The first two games on Fox averaged 15 million on Saturday and 17.2 million viewers on Sunday, a 35 percent drop from the first two games of last year's historic games between the Boston Red Sox and St. Louis Cardinals. Last year's four-game series, in which the Red Sox finally put an end to 86 years of misery by winning the title, attracted more than 25 million viewers and was the most-watched World Series since 1995.

If the viewing levels of the White Sox-Astros series remain on par this week (last night's ratings will be available today), the 2005 World Series will wind up being the least-watched in history. The five-game subway series between the New York Yankees and Mets holds that dubious distinction, garnering just 18 million viewers in 2000.

Despite the low ratings for baseball, Fox captured a rare second-place finish for the week among the six networks, losing to CBS, which has now claimed victory in each of the five weeks of this TV season.

CBS was led again by its dominating Thursday night lineup, but it also got a boost from the increasingly popular Tuesday series "NCIS," which last week scored a career-high audience of 17.7 million.

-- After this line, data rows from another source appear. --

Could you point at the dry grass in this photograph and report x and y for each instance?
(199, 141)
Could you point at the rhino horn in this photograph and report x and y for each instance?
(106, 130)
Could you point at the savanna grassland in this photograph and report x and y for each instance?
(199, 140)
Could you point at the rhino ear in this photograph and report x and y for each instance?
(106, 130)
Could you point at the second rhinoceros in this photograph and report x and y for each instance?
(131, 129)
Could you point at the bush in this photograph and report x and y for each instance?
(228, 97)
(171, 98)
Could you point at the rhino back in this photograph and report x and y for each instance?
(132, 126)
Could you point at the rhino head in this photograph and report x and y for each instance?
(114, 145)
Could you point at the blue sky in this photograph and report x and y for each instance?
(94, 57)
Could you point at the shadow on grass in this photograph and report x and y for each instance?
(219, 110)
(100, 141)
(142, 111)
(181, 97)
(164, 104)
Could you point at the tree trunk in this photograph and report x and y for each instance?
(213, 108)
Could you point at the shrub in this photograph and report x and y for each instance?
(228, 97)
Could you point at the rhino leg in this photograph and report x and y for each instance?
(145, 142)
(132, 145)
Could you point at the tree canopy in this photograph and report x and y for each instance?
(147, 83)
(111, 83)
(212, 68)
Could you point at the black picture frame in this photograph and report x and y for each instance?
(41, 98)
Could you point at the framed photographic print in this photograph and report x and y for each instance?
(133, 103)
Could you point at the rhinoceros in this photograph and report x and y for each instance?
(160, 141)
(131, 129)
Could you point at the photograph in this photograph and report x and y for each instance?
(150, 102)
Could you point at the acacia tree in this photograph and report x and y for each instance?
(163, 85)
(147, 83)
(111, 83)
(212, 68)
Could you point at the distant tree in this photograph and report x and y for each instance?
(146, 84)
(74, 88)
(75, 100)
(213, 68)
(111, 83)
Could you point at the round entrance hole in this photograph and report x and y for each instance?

NBC didn't have much to brag about, finishing fourth for the week, but its Pentagon drama "E-Ring" racked up its best number (9.6 million) in its five weeks on the air. While "E-Ring" has benefited from swapping with "The Apprentice: Martha Stewart" from 9 to 8 p.m., Stewart's reality show continues to struggle, this week winning over just 6.6 million viewers.

UPN has canceled "Sex, Love & Secrets" after four episodes; last week, the series managed barely more than 1 million viewers and finished dead last among all 112 shows.

The week's top 10 programs, in order, were: CBS's "CSI"; ABC's "Desperate Housewives" and "Lost"; CBS's "Without a Trace"; ABC's "Grey's Anatomy"; CBS's "CSI: Miami," "Survivor: Guatemala" and "NCIS"; Fox's Game 2 of the World Series; and ABC's "Commander in Chief."